Degree Name

Doctor of Philosophy


School of Computing and Information Technology


Data integration systems play an important role in the development of distributed multi-database systems. Data integration collects data from heterogeneous and distributed sources, and provides a global view of data to the users. Systems need to process user's applications in the shortest possible time. The virtualization approach to data integration systems ensures that the answers to user requests are the most up-to-date ones. In contrast, the materialization approach reduces data transmission time at the expense of data consistency between the central and remote sites. The virtualization approach to data integration systems can be applied in either batch or online mode. Batch processing requires all data to be available at a central site before processing is started. Delays in transmission of data over a network contribute to a longer processing time. On the other hand, in an online processing mode data integration is performed piece-by-piece as soon as a unit of data is available at the central site. An online processing mode presents the partial results to the users earlier. Due to the heterogeneity of data models at the remote sites, a semistructured global view of data is required.
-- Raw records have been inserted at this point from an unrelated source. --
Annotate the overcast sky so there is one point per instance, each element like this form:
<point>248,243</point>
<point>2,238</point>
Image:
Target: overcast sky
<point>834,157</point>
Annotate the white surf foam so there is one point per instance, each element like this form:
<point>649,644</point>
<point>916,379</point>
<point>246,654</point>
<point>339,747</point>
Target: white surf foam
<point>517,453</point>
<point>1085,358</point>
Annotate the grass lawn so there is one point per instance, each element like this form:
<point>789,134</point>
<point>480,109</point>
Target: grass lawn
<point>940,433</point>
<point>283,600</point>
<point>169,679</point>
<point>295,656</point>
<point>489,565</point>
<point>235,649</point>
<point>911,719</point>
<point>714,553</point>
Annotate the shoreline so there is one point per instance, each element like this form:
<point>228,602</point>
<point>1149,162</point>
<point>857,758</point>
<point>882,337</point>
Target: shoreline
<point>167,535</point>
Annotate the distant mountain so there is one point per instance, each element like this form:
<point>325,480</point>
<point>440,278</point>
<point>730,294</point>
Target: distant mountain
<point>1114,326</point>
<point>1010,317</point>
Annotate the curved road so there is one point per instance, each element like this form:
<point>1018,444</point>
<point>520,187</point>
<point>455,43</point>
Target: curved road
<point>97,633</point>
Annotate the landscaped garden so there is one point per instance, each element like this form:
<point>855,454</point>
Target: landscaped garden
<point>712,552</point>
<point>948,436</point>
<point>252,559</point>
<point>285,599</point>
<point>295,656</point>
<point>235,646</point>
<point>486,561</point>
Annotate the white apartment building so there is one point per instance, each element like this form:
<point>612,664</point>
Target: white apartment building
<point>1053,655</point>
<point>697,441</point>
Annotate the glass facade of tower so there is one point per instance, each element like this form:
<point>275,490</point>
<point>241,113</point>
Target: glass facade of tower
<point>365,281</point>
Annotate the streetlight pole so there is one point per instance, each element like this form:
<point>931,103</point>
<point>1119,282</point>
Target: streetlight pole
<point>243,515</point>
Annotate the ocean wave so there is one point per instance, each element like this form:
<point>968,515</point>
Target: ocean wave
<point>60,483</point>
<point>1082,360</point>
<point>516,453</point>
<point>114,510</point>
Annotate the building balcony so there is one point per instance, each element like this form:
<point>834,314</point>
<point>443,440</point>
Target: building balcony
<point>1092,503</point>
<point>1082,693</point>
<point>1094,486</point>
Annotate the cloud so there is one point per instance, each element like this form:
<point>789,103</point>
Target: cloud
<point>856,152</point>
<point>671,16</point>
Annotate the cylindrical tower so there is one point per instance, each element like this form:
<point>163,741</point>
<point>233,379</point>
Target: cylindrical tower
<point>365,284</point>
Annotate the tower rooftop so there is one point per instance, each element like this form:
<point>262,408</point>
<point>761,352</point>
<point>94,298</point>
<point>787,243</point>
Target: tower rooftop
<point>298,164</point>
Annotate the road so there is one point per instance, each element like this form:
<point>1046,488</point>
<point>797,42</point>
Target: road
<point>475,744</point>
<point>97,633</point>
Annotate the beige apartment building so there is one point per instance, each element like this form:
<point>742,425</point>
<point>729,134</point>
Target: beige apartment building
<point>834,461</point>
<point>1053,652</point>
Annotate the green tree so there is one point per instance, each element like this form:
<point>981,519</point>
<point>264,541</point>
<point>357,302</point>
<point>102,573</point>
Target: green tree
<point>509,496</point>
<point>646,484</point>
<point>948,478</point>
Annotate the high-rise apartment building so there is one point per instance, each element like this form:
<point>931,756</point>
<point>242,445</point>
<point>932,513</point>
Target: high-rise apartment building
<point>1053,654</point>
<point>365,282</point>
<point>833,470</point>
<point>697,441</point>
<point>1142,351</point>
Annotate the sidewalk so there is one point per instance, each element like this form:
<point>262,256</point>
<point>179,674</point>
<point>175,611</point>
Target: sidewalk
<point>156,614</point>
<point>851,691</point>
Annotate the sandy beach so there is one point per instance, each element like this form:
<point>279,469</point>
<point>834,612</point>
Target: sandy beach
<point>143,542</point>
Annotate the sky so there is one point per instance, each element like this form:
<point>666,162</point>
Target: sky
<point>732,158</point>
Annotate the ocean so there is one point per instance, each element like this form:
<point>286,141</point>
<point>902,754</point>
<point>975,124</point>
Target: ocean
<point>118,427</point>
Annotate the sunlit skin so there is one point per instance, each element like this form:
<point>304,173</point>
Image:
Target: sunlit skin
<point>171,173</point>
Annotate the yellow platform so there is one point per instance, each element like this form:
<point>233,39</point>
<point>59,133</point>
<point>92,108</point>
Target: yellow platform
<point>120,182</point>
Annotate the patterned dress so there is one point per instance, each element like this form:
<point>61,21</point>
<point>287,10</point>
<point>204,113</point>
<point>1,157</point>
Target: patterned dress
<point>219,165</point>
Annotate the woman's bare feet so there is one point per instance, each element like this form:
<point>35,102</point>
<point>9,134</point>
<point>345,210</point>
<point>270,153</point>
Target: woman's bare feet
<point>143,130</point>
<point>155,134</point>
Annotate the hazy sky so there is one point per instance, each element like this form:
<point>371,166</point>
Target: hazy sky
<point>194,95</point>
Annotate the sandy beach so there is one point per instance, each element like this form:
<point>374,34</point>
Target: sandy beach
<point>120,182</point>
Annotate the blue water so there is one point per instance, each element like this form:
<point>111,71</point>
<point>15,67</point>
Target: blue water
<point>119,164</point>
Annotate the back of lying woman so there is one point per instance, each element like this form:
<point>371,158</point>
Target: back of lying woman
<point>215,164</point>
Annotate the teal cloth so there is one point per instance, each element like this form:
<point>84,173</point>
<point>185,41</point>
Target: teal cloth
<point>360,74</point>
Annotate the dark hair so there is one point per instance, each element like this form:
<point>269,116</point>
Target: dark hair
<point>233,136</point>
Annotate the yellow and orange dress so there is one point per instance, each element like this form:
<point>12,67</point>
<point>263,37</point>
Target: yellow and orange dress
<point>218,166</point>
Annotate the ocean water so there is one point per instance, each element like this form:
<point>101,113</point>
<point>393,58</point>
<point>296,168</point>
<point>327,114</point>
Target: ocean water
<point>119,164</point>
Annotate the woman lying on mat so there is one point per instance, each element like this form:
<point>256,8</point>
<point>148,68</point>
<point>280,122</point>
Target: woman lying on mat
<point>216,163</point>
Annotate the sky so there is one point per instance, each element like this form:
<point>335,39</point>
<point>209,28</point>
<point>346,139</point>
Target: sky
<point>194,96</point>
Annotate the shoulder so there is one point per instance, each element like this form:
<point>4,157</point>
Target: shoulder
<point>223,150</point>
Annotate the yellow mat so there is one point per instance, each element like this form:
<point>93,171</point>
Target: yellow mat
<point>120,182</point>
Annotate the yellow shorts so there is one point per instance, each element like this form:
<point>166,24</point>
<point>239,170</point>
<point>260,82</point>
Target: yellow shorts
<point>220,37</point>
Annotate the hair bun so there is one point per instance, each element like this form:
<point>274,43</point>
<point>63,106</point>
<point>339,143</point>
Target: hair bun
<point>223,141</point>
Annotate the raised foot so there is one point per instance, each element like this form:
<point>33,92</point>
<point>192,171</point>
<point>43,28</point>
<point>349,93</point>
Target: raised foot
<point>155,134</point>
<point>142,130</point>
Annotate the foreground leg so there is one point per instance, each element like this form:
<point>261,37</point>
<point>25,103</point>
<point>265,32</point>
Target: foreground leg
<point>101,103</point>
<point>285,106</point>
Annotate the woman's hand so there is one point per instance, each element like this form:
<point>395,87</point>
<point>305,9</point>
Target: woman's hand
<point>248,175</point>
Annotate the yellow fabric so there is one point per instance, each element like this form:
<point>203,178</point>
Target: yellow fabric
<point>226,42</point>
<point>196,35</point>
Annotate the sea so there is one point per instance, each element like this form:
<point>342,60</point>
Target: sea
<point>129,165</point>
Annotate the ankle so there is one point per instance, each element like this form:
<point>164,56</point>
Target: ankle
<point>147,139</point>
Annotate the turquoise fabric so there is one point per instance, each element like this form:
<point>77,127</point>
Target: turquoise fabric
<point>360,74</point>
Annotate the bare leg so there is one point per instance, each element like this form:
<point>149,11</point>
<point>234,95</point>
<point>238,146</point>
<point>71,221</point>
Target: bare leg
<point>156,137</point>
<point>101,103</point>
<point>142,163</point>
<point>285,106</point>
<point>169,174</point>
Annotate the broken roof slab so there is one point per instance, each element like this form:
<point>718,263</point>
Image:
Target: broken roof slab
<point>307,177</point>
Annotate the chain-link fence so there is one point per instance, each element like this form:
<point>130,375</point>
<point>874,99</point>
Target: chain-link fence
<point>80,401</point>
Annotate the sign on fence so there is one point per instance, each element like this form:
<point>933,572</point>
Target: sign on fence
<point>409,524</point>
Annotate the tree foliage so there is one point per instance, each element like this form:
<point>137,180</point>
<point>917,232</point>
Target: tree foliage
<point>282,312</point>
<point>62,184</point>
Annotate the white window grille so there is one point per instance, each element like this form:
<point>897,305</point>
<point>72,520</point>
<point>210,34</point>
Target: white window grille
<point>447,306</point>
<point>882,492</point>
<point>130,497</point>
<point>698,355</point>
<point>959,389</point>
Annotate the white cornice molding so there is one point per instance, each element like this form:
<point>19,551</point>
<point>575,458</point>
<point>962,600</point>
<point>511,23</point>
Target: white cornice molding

The performance of data integration systems depends on an appropriate data model and the appropriate data integration algorithms used.

This thesis presents a new algorithm for immediate processing of data collected from remote and autonomous database systems. The algorithm utilizes the idle processing states while the central site waits for completion of data transmission to produce instant partial results. A decomposition strategy included in the algorithm balances of the computations between the central and remote sites to force maximum resource utilization at both sites. The thesis chooses the XML data model for the representation of semistructured data, and presents a new formalization of the XML data model together with a set of algebraic operations. The XML data model is used to provide a virtual global view of semistructured data. The algebraic operators are consistent with operations of relational algebra, such that any existing syntax based query optimization technique developed for the relational model of data can be directly applied. The thesis shows how to optimize online processing by generating one online integration plan for several data increments. Further, the thesis shows how each independent increment expression can be processed in a parallel mode on a multi core processor system. The dynamic scheduling system proposed in the thesis is able to defer or terminate a plan such that materialization updates and unnecessary computations are minimized. The thesis shows that processing data chunks of fragmented XML documents allows for data integration in a shorter period of time.

Finally, the thesis provides a clear formalization of the semistructured data model, a set of algorithms with high-level descriptions, and running examples. These formal backgrounds show that the proposed algorithms are implementable.